Leotta, 33, has worked on the touchline as a host for DAZN’s Serie A coverage in her native Italy, and on a number of TV shows throughout her career. The wife of ex-Liverpool goalkeeper Loris Karius has also been involved with podcasting and radio.
Leotta married Karius in 2024 but was recently accused by her ex-colleague Federico Balzaretti’s wife of ‘putting her a** in his face’, and she has now been embroiled in another controversy.
The presenter was recently involved in a TV advert with shoe company U-Power, which included the 33-year-old speaking about the shoes after another woman was seen singing on stage, with a young child watching on, seemingly in awe.
Various men are then seen pulling faces as they put on the shoe, with one rubbing the shoe up against his face.

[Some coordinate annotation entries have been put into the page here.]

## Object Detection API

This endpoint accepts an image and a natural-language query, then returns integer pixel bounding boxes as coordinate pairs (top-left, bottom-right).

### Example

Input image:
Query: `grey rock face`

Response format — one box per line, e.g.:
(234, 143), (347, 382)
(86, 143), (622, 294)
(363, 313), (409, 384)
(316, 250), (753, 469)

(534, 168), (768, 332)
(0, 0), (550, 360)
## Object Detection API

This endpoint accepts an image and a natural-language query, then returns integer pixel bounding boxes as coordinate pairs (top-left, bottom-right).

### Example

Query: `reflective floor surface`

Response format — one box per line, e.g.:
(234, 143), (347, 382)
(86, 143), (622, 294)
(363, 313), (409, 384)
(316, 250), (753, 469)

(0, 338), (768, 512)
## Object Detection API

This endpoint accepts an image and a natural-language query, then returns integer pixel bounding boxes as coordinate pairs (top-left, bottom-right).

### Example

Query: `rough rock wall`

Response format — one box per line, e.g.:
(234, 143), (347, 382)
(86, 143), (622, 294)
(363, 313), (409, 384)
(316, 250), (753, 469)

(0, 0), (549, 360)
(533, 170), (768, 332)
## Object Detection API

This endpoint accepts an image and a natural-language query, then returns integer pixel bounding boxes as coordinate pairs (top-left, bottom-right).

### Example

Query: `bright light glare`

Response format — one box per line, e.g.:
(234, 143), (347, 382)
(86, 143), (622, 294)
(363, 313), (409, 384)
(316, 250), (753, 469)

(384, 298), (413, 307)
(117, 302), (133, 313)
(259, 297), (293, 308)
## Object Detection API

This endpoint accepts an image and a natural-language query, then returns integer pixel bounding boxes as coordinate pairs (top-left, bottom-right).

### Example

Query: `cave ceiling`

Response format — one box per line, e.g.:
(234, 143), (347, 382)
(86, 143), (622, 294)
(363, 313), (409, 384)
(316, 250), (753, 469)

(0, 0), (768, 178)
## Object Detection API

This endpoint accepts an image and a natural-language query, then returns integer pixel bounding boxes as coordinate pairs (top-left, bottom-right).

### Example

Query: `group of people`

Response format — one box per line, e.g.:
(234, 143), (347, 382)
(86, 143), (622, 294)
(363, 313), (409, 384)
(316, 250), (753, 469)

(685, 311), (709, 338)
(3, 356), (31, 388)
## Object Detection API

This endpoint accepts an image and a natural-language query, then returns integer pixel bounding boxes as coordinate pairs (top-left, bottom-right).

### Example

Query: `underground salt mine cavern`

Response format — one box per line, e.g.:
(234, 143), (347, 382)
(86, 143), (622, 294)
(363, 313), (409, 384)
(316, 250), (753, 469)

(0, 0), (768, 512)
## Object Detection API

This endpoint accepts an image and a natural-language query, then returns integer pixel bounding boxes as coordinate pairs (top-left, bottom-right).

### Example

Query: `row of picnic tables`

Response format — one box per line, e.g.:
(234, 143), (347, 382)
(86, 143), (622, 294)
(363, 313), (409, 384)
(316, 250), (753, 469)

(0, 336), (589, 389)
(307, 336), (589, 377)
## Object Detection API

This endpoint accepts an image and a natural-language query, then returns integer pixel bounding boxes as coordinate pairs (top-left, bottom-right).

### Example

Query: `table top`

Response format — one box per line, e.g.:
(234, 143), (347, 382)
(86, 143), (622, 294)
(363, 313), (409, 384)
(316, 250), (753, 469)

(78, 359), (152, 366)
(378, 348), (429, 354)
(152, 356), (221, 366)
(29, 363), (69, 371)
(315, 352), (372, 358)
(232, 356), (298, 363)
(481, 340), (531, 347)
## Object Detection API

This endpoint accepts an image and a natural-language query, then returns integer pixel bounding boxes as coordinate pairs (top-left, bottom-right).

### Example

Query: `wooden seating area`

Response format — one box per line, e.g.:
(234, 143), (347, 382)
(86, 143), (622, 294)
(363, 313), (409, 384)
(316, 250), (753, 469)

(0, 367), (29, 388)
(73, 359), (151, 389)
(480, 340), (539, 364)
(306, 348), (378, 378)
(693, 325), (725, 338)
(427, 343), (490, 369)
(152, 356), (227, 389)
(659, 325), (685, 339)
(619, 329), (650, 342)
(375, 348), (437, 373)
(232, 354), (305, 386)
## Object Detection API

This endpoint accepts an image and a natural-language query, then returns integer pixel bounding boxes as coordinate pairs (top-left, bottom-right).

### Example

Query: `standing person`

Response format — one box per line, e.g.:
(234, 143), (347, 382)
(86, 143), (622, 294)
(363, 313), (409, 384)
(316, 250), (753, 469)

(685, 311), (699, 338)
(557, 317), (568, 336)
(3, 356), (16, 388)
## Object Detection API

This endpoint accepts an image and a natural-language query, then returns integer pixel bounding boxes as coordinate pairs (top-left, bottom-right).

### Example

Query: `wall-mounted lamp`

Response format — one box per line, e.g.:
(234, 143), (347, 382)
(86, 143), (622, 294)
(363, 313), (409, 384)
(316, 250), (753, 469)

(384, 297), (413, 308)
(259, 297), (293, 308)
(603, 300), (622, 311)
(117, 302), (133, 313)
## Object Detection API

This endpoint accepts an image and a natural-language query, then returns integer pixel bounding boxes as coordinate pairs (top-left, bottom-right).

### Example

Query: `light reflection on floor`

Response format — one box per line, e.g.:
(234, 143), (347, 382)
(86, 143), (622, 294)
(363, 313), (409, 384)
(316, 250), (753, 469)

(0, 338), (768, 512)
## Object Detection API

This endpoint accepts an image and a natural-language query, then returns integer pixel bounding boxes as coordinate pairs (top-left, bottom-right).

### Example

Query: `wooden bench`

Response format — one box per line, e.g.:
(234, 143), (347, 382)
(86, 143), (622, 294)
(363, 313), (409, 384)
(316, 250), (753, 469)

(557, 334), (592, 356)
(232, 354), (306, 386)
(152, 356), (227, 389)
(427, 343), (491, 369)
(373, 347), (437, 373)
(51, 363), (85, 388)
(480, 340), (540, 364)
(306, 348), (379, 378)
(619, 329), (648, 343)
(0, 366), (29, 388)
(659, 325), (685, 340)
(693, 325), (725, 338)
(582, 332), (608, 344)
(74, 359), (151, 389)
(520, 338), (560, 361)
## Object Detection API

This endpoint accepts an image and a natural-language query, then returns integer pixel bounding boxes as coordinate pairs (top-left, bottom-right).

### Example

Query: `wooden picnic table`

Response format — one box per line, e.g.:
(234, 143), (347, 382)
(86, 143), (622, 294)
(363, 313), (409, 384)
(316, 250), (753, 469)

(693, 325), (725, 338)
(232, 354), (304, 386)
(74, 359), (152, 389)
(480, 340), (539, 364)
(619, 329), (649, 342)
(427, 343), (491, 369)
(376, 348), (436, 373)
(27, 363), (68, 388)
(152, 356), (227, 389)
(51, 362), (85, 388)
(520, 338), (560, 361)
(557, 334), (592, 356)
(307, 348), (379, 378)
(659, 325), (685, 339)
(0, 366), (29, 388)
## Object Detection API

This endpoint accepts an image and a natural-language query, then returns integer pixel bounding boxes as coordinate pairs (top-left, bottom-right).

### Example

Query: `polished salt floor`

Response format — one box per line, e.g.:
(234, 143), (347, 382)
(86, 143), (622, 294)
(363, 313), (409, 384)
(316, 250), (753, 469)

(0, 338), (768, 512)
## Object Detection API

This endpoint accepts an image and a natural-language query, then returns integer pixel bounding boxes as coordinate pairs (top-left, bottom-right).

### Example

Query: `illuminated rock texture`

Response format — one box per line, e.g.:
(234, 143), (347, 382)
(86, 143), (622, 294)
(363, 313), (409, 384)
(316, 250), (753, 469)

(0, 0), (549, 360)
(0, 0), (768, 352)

But the advert, according to Corriere Della Sera, has been banned because it ‘sexualises the gaze of a child’.
DAZN host Diletta Leotta has seen her new TV advert banned because of ‘sexualising content’

The 33-year-old appeared in an advert to promote a new shoe for company U-Power

Leotta married former Liverpool and Newcastle goalkeeper Loris Karius (left) in 2024
The jury of the Advertising Self-Discipline Institute ordered the advert to be pulled because it breached a rule that regulates the protection of children and young people.
On May 9, the IAP jury closed the proceedings opened by the Control Committee of the same institute. It ruled that the advert is in conflict with Article 11 of the Code, which part states: ‘Representations of behaviors or attitudes aimed at the sexualisation of children, or of subjects who appear to be such, are prohibited.
The company’s founder, Franco Uzzeni, said: ‘Malice is in the eye of the beholder. But at least we know that our commercial was seen and appreciated given the sales.’
Italian journalist Selvaggia Lucarelli had criticised the advert, saying: ‘The video opened with a shot from behind of a child under the stage where a singer was performing in a miniskirt that reached her crotch, then moving on to a shot of the child’s face with his gaze upwards and his mouth open in a sort of ecstasy like a vision of the Madonna.
‘In practice, it was the first time that a child, who in the advertisement will have a stage age of eight, saw a woman’s underwear.